Le lanceur d’alerte : l’impact de la loi Waserman sur les dispositions pénales (4/4)

Type

Veille juridique

Date de publication

24 mai 2022

Rappelons que la loi Waserman du 21 mars 2022, qui transpose une directive européenne du 23 octobre 2019 et vise à améliorer la protection des lanceurs d’alerte en France, entre en vigueur à compter du 1er septembre 2022. Pour plus d’information, nous vous renvoyons à nos trois précédents billets d’actualité sur ce sujet.

Ce quatrième et dernier billet est consacré à l’analyse des conséquences de cette loi en matière de droit pénal et de procédure pénale, et notamment :

  • La pénalisation des représailles sous l’angle de la discrimination : un nouveau cas de discrimination est introduit au sein de l’article 225-1 du code pénal. La discrimination fondée sur la qualité de lanceur d’alerte, de facilitateur, ou de toute personne en lien avec un lanceur d’alerte, qu’il s’agisse d’une personne physique ou morale est désormais réprimée d’une peine de 3 ans d’emprisonnement et de 45.000 € d’amende.
  • L’aggravation de la répression à l’encontre de ceux qui s’en prennent au lanceur d’alerte : le montant de l’amende pour procédure dilatoire ou abusive engagée contre un lanceur d’alerte, dite « procédure bâillon » est augmenté et porté à 60.000 € (contre 30.000 € auparavant).

De plus, la peine d’affichage ou de diffusion de la décision pénale vient compléter la peine principale encourue, qui elle n’a pas été aggravée, d’un an d’emprisonnement et de 15.000 € d’amende pour avoir fait obstacle à la transmission d’un signalement.

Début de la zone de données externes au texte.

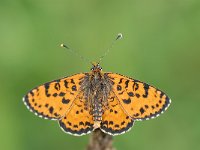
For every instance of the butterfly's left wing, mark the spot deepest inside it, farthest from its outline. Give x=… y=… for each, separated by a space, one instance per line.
x=139 y=100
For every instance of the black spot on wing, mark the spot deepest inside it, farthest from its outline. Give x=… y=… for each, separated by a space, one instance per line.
x=65 y=101
x=127 y=101
x=146 y=89
x=126 y=83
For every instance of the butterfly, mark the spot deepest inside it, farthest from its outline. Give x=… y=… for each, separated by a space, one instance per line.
x=108 y=101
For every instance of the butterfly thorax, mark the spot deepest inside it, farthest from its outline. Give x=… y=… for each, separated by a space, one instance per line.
x=96 y=87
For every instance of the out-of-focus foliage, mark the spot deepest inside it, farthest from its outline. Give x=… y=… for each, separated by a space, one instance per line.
x=160 y=46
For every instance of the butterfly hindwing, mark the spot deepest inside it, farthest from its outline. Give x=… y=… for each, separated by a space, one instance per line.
x=114 y=120
x=139 y=100
x=51 y=100
x=77 y=121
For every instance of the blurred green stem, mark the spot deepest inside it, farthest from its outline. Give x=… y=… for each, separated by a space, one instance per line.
x=100 y=141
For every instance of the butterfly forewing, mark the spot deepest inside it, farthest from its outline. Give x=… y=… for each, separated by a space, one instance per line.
x=53 y=99
x=139 y=100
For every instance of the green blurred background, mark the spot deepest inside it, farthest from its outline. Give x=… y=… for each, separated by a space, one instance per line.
x=161 y=46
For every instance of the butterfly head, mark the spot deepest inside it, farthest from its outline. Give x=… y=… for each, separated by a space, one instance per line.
x=96 y=67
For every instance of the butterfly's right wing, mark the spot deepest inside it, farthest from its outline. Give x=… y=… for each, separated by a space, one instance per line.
x=53 y=99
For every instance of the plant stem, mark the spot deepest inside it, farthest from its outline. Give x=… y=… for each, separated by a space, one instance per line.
x=100 y=141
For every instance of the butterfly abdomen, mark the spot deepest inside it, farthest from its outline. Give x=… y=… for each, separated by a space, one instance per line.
x=97 y=111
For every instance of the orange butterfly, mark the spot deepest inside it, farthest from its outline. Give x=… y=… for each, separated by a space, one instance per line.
x=84 y=102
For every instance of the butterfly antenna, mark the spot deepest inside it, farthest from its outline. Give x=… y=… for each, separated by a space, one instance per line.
x=75 y=52
x=119 y=36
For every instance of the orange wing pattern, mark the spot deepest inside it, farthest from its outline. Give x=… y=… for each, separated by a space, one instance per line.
x=114 y=120
x=77 y=121
x=53 y=99
x=139 y=100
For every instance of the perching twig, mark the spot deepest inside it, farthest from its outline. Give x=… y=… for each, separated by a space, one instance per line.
x=100 y=141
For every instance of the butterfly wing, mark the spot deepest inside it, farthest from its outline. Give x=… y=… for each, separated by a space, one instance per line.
x=139 y=100
x=77 y=121
x=51 y=100
x=114 y=120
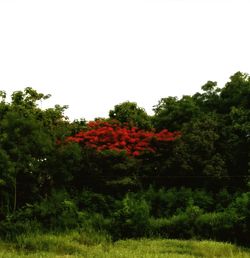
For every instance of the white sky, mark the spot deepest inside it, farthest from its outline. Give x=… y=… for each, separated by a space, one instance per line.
x=92 y=55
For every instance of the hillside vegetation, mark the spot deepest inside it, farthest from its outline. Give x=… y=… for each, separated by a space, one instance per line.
x=182 y=173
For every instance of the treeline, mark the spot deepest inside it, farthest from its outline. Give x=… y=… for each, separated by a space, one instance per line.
x=58 y=175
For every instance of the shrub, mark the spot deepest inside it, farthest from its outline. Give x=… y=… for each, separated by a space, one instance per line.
x=131 y=219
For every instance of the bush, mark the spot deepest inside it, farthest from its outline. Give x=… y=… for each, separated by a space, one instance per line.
x=166 y=203
x=131 y=219
x=178 y=226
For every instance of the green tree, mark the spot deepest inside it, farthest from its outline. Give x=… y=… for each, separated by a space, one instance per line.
x=129 y=112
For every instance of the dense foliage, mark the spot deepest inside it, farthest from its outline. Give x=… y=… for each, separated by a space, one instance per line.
x=183 y=172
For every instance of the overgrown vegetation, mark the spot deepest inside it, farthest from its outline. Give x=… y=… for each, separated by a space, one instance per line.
x=181 y=173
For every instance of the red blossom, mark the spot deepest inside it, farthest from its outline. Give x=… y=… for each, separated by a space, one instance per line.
x=112 y=135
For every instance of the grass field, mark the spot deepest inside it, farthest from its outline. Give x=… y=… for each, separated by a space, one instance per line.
x=82 y=244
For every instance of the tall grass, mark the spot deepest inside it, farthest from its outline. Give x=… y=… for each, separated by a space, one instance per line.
x=93 y=244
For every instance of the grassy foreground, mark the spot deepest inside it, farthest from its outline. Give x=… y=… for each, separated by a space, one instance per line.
x=77 y=244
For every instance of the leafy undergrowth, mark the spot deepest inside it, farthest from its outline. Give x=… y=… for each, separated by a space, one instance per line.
x=92 y=244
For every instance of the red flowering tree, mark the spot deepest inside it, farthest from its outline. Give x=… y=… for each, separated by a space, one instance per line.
x=114 y=136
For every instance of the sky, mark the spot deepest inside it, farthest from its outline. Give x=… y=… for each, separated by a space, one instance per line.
x=92 y=55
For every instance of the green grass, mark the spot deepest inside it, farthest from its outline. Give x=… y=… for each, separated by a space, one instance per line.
x=90 y=245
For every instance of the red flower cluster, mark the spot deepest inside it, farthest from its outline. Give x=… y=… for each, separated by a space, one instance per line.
x=102 y=136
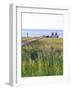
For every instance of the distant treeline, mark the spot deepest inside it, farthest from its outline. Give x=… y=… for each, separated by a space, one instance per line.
x=53 y=35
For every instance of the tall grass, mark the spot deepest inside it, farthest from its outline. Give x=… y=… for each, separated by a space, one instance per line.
x=42 y=58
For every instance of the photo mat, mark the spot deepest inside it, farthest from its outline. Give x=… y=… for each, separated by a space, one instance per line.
x=41 y=44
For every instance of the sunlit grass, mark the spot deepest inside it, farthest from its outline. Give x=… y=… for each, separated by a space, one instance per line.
x=42 y=58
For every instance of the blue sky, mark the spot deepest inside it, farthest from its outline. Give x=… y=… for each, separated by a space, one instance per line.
x=40 y=32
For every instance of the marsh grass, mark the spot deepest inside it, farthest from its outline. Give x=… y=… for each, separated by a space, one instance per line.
x=42 y=58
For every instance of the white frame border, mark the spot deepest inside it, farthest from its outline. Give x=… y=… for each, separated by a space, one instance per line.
x=14 y=79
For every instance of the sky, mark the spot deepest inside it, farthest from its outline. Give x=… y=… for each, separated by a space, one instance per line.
x=42 y=21
x=42 y=24
x=40 y=32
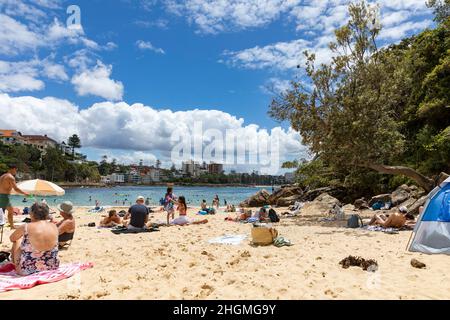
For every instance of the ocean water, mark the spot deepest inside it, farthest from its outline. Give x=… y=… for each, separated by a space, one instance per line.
x=127 y=195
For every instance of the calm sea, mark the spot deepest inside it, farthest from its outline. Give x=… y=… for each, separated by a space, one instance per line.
x=127 y=195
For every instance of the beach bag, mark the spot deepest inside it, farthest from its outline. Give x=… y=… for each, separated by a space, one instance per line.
x=354 y=221
x=273 y=216
x=263 y=236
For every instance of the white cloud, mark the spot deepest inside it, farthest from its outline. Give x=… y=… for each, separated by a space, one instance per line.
x=15 y=37
x=96 y=82
x=147 y=45
x=213 y=16
x=142 y=130
x=275 y=86
x=25 y=75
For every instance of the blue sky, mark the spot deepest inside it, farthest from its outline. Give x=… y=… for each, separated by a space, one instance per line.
x=135 y=71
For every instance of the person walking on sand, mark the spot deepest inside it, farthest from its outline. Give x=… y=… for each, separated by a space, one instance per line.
x=7 y=184
x=169 y=202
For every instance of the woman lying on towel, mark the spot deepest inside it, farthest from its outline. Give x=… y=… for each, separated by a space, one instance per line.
x=35 y=244
x=182 y=219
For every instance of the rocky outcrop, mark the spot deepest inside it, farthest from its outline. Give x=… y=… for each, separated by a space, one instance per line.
x=361 y=204
x=400 y=195
x=285 y=194
x=288 y=201
x=414 y=208
x=259 y=199
x=381 y=197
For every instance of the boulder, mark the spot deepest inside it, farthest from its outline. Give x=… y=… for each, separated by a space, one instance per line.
x=408 y=203
x=381 y=197
x=400 y=195
x=259 y=199
x=361 y=204
x=288 y=201
x=414 y=208
x=313 y=194
x=325 y=202
x=285 y=192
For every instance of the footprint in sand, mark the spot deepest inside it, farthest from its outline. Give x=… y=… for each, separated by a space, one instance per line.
x=329 y=292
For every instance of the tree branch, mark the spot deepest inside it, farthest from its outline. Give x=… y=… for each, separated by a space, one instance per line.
x=423 y=181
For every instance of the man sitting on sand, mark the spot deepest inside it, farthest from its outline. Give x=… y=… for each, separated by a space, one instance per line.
x=395 y=220
x=66 y=227
x=137 y=215
x=111 y=220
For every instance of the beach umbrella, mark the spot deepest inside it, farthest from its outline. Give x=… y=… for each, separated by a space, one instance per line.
x=41 y=188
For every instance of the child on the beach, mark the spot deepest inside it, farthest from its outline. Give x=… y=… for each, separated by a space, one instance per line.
x=182 y=219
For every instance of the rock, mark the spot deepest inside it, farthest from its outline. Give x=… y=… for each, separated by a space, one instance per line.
x=288 y=201
x=285 y=192
x=408 y=203
x=332 y=191
x=349 y=207
x=259 y=199
x=382 y=197
x=414 y=208
x=324 y=203
x=361 y=204
x=400 y=195
x=417 y=264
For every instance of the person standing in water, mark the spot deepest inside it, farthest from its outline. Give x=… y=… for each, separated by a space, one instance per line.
x=7 y=184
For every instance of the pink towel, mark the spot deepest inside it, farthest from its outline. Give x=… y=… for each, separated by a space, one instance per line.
x=12 y=281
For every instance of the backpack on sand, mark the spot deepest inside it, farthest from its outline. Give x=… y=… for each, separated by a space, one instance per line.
x=354 y=221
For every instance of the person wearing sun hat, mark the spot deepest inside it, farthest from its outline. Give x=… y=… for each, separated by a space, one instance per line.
x=66 y=227
x=137 y=215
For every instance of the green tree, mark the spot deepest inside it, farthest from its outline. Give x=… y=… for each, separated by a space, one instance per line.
x=350 y=119
x=74 y=142
x=441 y=9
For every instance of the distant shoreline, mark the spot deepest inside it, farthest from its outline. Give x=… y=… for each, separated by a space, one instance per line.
x=70 y=185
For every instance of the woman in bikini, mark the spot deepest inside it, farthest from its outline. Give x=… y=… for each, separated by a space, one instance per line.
x=182 y=219
x=35 y=244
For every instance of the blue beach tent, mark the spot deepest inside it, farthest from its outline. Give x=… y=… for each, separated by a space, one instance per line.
x=432 y=231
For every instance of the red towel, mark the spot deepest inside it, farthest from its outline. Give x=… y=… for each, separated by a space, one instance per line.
x=10 y=280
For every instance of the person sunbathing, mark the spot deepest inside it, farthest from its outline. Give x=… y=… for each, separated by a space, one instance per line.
x=38 y=249
x=394 y=220
x=111 y=220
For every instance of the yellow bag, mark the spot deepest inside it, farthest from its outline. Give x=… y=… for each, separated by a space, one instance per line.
x=263 y=236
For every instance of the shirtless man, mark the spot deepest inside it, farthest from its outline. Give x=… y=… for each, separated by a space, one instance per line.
x=7 y=184
x=395 y=220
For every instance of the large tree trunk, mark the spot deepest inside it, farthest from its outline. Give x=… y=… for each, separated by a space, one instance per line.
x=423 y=181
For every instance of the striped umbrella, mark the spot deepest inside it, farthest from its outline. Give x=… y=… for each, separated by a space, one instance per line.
x=41 y=188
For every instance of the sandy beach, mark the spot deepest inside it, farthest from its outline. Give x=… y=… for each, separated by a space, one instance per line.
x=179 y=263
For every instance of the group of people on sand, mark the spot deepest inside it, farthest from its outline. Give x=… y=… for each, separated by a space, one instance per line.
x=137 y=217
x=36 y=243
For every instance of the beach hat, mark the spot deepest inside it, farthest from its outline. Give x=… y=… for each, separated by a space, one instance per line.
x=403 y=209
x=66 y=207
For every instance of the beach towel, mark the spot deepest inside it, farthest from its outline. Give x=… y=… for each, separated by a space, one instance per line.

Par ailleurs, lorsqu’une procédure pénale est engagée contre un lanceur d’alerte dans le but d’entraver son signalement, le prévenu peut désormais demander au juge répressif de lui allouer, à la charge de la partie civile, une provision pour couvrir les frais d’instance afin d’assurer sa défense, ou pour couvrir ses subsides. Le juge peut ordonner des mesures d’instruction avant de rendre une décision à ce sujet. En tout état de cause, le juge peut décider que la provision accordée au lanceur d’alerte est définitive, et ce, même si ce dernier venait à perdre le procès.

  • Le fait justificatif du lanceur d’alerte est renforcé :
    • La loi Sapin 2 prévoyait déjà l’irresponsabilité pénale du lanceur d’alerte pour la divulgation d’un secret protégé par la loi à l’article 122-9 du code pénal. La loi Waserman étend cette irresponsabilité, aux cas où, afin d’étayer son signalement, le lanceur d’alerte « soustrait, détourne, ou recèle des documents ou tout autre support contenant des informations dont il a eu connaissance de manière licite, et qu’il signale ou divulgue dans les conditions définies par la loi ». L’irresponsabilité pénale s’applique donc à l’auteur du signalement qui aurait commis des infractions de vol, abus de confiance, ou recel, non pas pour prendre connaissance de l’information mais pour pouvoir la divulguer. Précisions que la réforme étend la responsabilité pénale aux personnes de l’entourage du lanceur d’alerte : les complices, les facilitateurs, les personnes physiques en lien avec le lanceur d’alerte, les entités juridiques contrôlées par le lanceur d’alerte. Ces dispositions étant plus favorables, elles pourront agir rétroactivement (Cass. crim., 17 octobre 2018, n°17-80.485).
    • La consécration d’une irresponsabilité civile en cas de signalement de bonne foi. Ainsi, seront désormais exonérées de l’obligation d’indemnisation, les personnes de bonne foi à l’origine du signalement, c’est-à-dire celles ayant « des motifs raisonnables de croire, lorsqu’elles y ont procédé, que le signalement ou la divulgation publique de l’intégralité de ces informations était nécessaire à la sauvegarde des intérêts en cause ». Le lanceur d’alerte ne sera donc pas tenu de réparer les conséquences dommageables commises à l’occasion de la divulgation, telles que le préjudice moral ou financier subi par la personne physique ou morale visé par l’alerte.

Ces innovations introduites par la directive européenne ont pour effet d’une part de protéger plus largement le lanceur d’alerte, et d’autre part, d’éviter son isolement.